// Next reports 2.7% rise in overall pre-tax profits to £319.6m for the half-year, as well as a 3.7% uptick in total sales
// However, it reported a 4.9% fall in like-for-likes across physical stores, but online sales jumped 12.6%
// Operating profit in Next’s physical retail arm dropped 23.5% while online profit grew 8.4%
// Next boss Lord Wolfson has also said prices will be cut by 2% in the event of a no-deal Brexit
Next’s boss has insisted prices will be cut by around two per cent in the event of a no-deal Brexit, as the retailer unveiled an increase in overall half-year sales and profits as online growth continued to offset high street woes.
Next chief executive Lord Simon Wolfson – an outspoken Brexiteer – said the government’s temporary tariff regime means the UK crashing out of the EU would likely reduce the retail giant’s import duty costs by about £25 million, which it would pass on to customers.
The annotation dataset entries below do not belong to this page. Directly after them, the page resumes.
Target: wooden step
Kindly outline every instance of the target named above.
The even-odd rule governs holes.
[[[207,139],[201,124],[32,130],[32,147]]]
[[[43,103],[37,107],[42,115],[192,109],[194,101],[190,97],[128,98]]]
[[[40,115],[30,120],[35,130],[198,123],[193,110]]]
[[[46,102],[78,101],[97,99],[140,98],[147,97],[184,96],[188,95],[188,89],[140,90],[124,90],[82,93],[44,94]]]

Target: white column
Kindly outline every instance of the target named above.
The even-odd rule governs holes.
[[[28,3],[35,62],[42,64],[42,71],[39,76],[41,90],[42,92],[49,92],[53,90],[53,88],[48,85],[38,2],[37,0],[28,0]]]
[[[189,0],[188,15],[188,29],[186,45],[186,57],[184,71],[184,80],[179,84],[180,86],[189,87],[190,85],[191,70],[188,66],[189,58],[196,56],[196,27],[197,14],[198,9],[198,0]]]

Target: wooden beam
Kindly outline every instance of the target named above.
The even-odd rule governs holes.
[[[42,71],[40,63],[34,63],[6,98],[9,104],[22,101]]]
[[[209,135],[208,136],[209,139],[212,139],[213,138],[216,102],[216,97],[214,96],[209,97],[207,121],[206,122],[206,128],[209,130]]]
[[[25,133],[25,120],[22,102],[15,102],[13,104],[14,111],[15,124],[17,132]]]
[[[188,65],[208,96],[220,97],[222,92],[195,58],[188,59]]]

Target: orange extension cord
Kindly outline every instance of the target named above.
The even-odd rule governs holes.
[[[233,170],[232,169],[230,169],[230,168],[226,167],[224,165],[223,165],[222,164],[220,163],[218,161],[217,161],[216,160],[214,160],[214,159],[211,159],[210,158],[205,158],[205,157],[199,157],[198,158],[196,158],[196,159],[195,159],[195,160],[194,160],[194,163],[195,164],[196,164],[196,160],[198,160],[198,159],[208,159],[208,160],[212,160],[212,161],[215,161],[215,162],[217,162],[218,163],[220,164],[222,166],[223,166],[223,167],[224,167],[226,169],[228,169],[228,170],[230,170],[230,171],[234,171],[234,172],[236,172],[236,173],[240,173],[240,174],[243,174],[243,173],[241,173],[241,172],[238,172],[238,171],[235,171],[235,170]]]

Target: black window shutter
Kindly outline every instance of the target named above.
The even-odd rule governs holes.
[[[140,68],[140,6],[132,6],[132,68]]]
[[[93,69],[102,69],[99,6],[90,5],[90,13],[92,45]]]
He told the PA news agency that these cuts would probably be seen in shops from January onwards, although he stressed he would rather a deal was secured before the Brexit deadline of October 31.
“Britain is in a much better place today than it was in the run-up to the March deadline,” he said.
However, he said the biggest risk remained the potential for gridlock at ports and urged the government to publish its plans to keep the flow of UK imports and exports moving in the event of a no-deal Brexit.
He made the remarks as Next reported a 2.7 per cent rise in overall pre-tax profits to £319.6 million for the half-year period ending July, as well as a 3.7 per cent uptick in total half-year sales to £2.05 billion.
However, the fashion and home furnishings chain saw like-for-like sales across its 499 bricks-and-mortar stores fall by 4.9 per cent year-on-year – which it said was better than feared.
Total sales from Next’s store estate fell by 5.5 per cent year-on-year to £874.3 million, and operating profit in the same division plunged 23.5 per cent year-on-year to £56 million.
“The weight of rent, rates and service charge costs remain stubbornly fixed in the stores where the leases have yet to be renegotiated,” Wolfson said.
He added that rents on those being renegotiated were coming down sharply, which means it will only shut six shops this year, fewer than the 13 it had originally expected.
The physical retail woes were offset by a 12.6 per cent year-on-year jump in Next’s online arm, which generated £1 billion in half-year sales.
Operating profit from online also grew, coming in £177,1 million compared to last year’s £163.3 million – an 8.4 per cent uptick.
Next warned that autumn trading so far had been “disappointing”, which was likely to lead to a weaker third quarter – but it put this down to warm weather rather than Brexit uncertainty.
Wolfson said Next remained on track for a 0.3 per cent rise in profits over the full year to £725 million and overall full-price sales growth of 3.6 per cent.